Senior officials in government, including a cabinet minister this week confirmed that finance ministry technocrats, are working on a plan for debt relief with the Washington based Bretton Woods financial institution.

The revelations come on the backcloth of reports about the country's State Security agency, the Central Intelligence Organisation (CIO) warning Mugabe about untold national political peril, which might be ignited by worsening economic conditions, as macro-economic fundamentals continue to dislocated, with no immediate solution in sight, thus sparking fears of civil unrest and potential mayhem. A CIO report presented to Mugabe last month, recommends the Zanu PF strongman to urgently find ways to address the political crisis.

A good number of experts believe, the country's economy is on the verge of recession, with low consumer demand and a liquidity crunch putting its businesses under strain.
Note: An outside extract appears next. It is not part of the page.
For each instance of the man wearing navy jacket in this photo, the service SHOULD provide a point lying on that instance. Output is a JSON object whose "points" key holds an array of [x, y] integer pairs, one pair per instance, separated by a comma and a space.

Foreign currency revenue inflows have dwindled, while government is failing to fund critical public service programmes. Public servants have also recently not been receiving their salaries on time, with police and army officers being the worst affected.

Phil Hay, the World Bank's spokesman for Africa, told The Telescope News, that the global bank is aware of Zimbabwe's interest in earning debt relief, and that the country's total debt is around $1.4billion.

" We are aware of Zimbabwe's interest in qualifying for debt relief under the heavily-Indebted Poor Countries Initiative (HIPC)," said Hay. " A decision on eligibility would need to be taken eventually by the Boards of both the World Bank and the IMF once they assess whether Zimbabwe has met key criteria for debt relief. Our latest figures show that Zimbabwe's total debt to the World Bank is around $1.4bn, of which $1bn is in arrears."

The World Bank's HIPC Initiative, according to their website currently identifies 39 countries, most of them in Sub-Saharan Africa, as potentially eligible to receive debt relief.

Mugabe will be off to China next month, in a trip reminiscent of the one he made in 2005 to Hu Jintao in Beijing, when his regime faced a shut-down as relations with the West soured. China then, just is expected now, will seek more minerals and other trade concessions in exchange for economic rescue. Beijing is one of Zimbabwe's largest trading partners and has supplied buses, civilian and military aircraft to Mugabe as he moved to bust targeted sanctions by the European Union (EU) slapped over his government's human rights abuses.

Former finance minister, Tendai Biti, has added his voice on the economy, and called for urgent action, to avert a recession, which might last 10 years.

"It is clear that, a year after the elections, the Zimbabwe economy has entered into the realm of a ‘U' shaped recession that is likely to last for at least 10 years, unless there is courage to act differently to usher in a new discourse on the same," said Biti, who was Finance Minister during the 2009-13 Government of National Unity (GNU), in a statement on Thursday.

"The economy is in comatose, arrested by stagnation and deflation. There is continuing and deepening poverty characterised by suffering and deprivation. It is clear that Zimbabwe's growth rate in 2014 will be less than 2 percent, signifying a status quo of economic malaise characteristic of the depression years (1997-2008), a period where the economy lost 60 percent of its value…A further 40 percent of the economy is likely to be lost."

Zimbabwe has now began warming relations with both the World Bank and International Monetary Fund (IMF), after the latter had closed down their office, which only reopened this year.